Partnerships also are ongoing on the production/completion side to provide a “more sophisticated approach to fracking…It’s a fairly small part of the business volume, but these technology opportunities both in the drilling side and on the completion side are really why we are in this market. We’re not in it for the commodity side of it. We believe that ultimately technology will play an even larger role in the North America land markets, and we continue to promote these capabilities and this part of our offering because we ultimately believe it’s going to bring a lot more value for our customers.”

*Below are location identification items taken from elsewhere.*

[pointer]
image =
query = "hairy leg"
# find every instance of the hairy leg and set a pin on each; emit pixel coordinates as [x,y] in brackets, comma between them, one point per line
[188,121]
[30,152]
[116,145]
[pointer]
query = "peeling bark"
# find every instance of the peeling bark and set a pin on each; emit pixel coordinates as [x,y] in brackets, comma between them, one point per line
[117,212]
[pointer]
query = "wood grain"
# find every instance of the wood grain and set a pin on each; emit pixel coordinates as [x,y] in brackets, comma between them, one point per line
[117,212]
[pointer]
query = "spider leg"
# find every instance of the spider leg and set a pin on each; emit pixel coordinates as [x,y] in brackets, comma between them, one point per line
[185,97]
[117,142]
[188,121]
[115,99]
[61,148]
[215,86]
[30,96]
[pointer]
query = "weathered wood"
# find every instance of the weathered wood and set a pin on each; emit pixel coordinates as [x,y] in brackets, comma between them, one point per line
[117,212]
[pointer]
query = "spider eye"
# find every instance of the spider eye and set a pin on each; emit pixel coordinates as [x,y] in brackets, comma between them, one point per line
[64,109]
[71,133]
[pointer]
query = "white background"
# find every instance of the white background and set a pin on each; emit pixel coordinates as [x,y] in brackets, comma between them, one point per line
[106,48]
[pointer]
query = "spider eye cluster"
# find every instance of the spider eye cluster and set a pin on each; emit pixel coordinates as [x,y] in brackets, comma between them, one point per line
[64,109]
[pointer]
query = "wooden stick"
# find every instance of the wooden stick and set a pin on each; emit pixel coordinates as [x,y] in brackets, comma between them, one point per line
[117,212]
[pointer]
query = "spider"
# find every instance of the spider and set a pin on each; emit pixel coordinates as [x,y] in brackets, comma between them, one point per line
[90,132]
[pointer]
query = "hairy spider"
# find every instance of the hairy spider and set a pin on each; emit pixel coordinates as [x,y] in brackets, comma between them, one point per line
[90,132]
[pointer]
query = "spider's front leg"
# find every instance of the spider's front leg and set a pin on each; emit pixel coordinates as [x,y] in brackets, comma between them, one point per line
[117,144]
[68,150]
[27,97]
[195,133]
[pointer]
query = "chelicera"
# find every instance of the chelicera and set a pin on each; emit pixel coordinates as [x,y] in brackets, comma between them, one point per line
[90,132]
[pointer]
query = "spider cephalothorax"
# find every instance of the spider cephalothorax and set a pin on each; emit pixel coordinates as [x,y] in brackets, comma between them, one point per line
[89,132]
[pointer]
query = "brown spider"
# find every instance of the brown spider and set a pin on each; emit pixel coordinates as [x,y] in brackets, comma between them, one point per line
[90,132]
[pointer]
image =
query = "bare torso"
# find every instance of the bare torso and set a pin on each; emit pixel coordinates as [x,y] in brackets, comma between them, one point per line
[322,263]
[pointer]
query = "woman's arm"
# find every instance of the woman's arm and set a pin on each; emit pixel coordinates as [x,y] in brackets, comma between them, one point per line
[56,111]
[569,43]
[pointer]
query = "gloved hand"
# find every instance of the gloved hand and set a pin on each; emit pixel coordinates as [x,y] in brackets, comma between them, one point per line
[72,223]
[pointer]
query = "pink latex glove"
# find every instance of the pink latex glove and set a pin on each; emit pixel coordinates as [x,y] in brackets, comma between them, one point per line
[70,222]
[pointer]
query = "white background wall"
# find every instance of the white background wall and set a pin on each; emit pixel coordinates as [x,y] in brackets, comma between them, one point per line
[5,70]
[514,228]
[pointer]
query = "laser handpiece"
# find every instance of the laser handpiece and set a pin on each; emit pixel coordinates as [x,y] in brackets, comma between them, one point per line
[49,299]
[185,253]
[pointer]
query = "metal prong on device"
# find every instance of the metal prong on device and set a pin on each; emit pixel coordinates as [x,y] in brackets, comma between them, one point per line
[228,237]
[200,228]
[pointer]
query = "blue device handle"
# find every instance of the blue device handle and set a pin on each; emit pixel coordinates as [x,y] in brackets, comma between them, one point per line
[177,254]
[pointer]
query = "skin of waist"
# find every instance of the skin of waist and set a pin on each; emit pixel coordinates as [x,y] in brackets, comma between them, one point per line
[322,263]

Baker Hughes is partnering with General Electric in a mega-alliance, which should only add to its long list of technology breakthroughs (see Shale Daily, Oct. 21b). Deploying its proprietary AutoTrak Curve rotary steerable system and drillbits, Baker during the third quarter increased drilling efficiencies and cost savings for several key operators in Colorado’s DJ Basin. The technology is drilling 30% faster than conventional systems, which often face challenges steering and staying in the target zone. The Houston operator also set a U.S. record in the Utica, drilling 13,574 feet in one run — curve and lateral — by combining drilling systems, drillbits and completions fluids.
Those with deep pockets are finding other ways to add more value to their business lines, and there are dozens of deals completed or underway to enhance offers. For example, Patterson-UTI Energy Inc. recently acquired Warrior Rig Ltd., a company known in the industry for developing innovative solutions in drilling rig technology (see Shale Daily, Oct. 27).
“This acquisition enhances our technology portfolio and engineering capabilities, especially in the area of high-torque top drives and other pipe handling equipment,” CEO Andy Hendricks said during the quarterly conference call. Plans are to expand the Warrior top drive service center in the United States, increasing capacity to service top drives manufactured by both Warrior and third parties.